Women with breast cancer who are carriers of BRCA1 mutations have increased mortality compared with noncarriers, according to a retrospective study carried out in the Netherlands.
Marjanka Schmidt, PhD
Women with breast cancer who are carriers of BRCA1 mutations have increased mortality compared with noncarriers, according to a retrospective study carried out in the Netherlands between 1970 and 2002, and reported at the 2013 AACR Annual Meeting. However, survival was not significantly different for BRCA2 carriers in this analysis.
“We have analyzed data from one of the largest, least biased, BRCA1- and 2-genotyped breast cancer cohorts. These findings were not surprising to us. We expected worse survival in mutation carriers, who have an enormously increased risk of developing breast cancer, including contralateral breast cancer,” said lead author Marjanka Schmidt, PhD, of Netherlands Cancer Institute in Amsterdam.
Schmidt commented that it is interesting that studies show that BRCA mutation carriers with ovarian cancer actually have improved survival compared with noncarriers.
Previous smaller studies in breast cancer patients showed overall worse survival for BRCA1/2 carriers, but those studies focused on Ashkenazi Jews, who typically carry only three of the hundreds of possible mutation variants. Schmidt and colleagues sought to determine whether these findings could be validated in the Dutch population, who would be likely to carry a broader spectrum of BRCA mutations.
The study included 5518 women diagnosed with breast cancer before the age of 50 at one of 10 clinics in the Netherlands; 3.6% were found to be BRCA1 mutation carriers and 1.2% were BRCA2 carriers. At a median follow-up of 11.3 years, overall survival (OS) rates were 1.2 times worse in BRCA1 carriers than in noncarriers, and the difference was statistically significant (P = .07); recurrence-free survival rate was 1.5 times worse in BRCA1 carriers, and the difference was also statistically significant (P = .004). A trend toward poorer survival was observed in BRCA2 carriers, but this result was not statistically significant.
Interestingly, 86% of patients who were non-BRCA mutation carriers, 81% of BRCA2 carriers, and 29% of BRCA1 carriers had estrogen receptor (ER)—positive tumors, which generally have a better prognosis than ER-negative tumors.

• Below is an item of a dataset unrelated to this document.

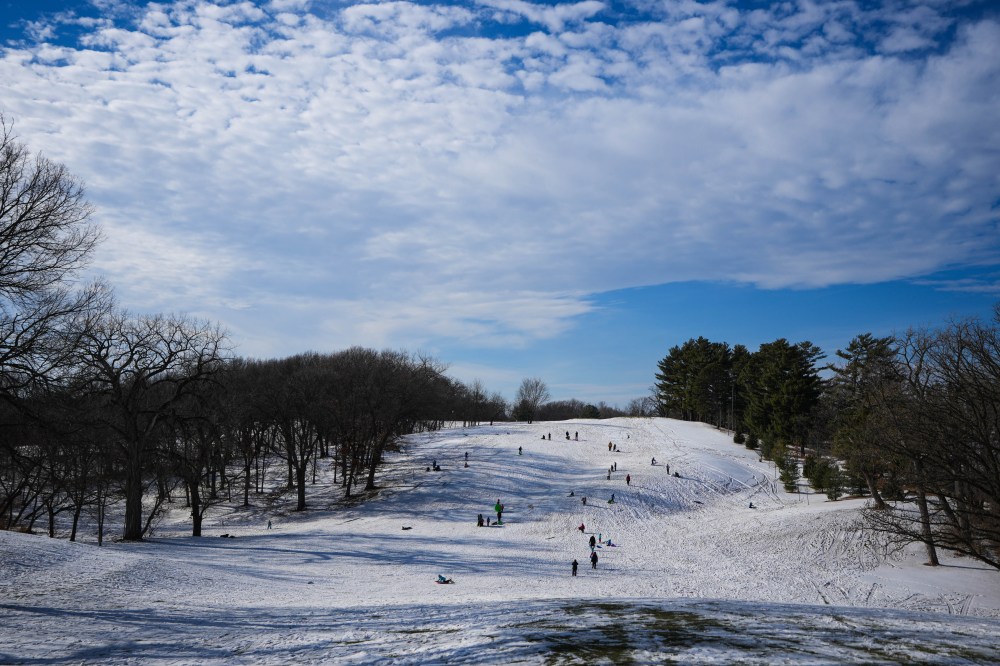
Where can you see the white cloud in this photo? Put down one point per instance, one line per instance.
(393, 185)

In a preliminary analysis, after adjusting for known tumor characteristics, the effect of BRCA1 status on survival remained strong but was somewhat attenuated. “So, part of the worse survival in BRCA1 mutation carriers may be related to tumor characteristics as well as mutation status,” Schmidt said.

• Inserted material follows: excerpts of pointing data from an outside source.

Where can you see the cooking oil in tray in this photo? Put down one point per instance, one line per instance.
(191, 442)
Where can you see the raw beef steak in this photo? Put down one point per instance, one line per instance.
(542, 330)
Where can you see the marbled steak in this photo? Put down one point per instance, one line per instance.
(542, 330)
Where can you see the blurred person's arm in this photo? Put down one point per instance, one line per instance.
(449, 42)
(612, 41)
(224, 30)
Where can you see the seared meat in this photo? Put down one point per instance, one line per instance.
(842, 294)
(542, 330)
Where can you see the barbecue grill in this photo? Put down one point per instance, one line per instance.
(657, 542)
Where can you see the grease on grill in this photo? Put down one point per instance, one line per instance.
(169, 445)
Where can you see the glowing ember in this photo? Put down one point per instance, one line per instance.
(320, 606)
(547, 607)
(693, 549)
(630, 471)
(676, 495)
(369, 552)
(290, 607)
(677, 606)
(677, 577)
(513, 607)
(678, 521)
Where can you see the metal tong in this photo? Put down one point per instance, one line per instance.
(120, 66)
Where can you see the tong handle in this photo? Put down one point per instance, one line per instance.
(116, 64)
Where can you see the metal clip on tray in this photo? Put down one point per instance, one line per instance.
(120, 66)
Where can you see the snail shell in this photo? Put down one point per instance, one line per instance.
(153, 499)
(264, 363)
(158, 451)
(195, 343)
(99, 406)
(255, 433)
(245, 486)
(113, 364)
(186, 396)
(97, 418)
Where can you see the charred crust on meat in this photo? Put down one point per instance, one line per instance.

The next step will be to assess survival in various subgroups of patients in this large retrospective dataset, including characteristics like ER status, progesterone receptor status, HER2 status, as well as luminal A and B types of basal-like breast cancer.

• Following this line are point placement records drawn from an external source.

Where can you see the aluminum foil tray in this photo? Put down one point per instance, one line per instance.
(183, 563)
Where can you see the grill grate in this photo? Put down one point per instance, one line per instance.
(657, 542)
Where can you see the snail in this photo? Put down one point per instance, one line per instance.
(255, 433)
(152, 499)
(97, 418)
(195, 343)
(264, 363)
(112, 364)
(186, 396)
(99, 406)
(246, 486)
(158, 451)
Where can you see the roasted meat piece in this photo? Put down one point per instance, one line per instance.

Schmidt said that BRCA carrier status and data from the subgroup analyses could be factored into decision making regarding the need for more-aggressive treatment.
Schmidt MMK, van den Broek AJ, Tollenaa Rob AEM, et al. Breast cancer survival of BRCA1/2 carriers compared to non-BRCA1/2 carriers in a large breast cancer cohort. Presented at: the AACR Annual Meeting 2013; April 6-10, 2013; Washington, DC. Abstract 1338.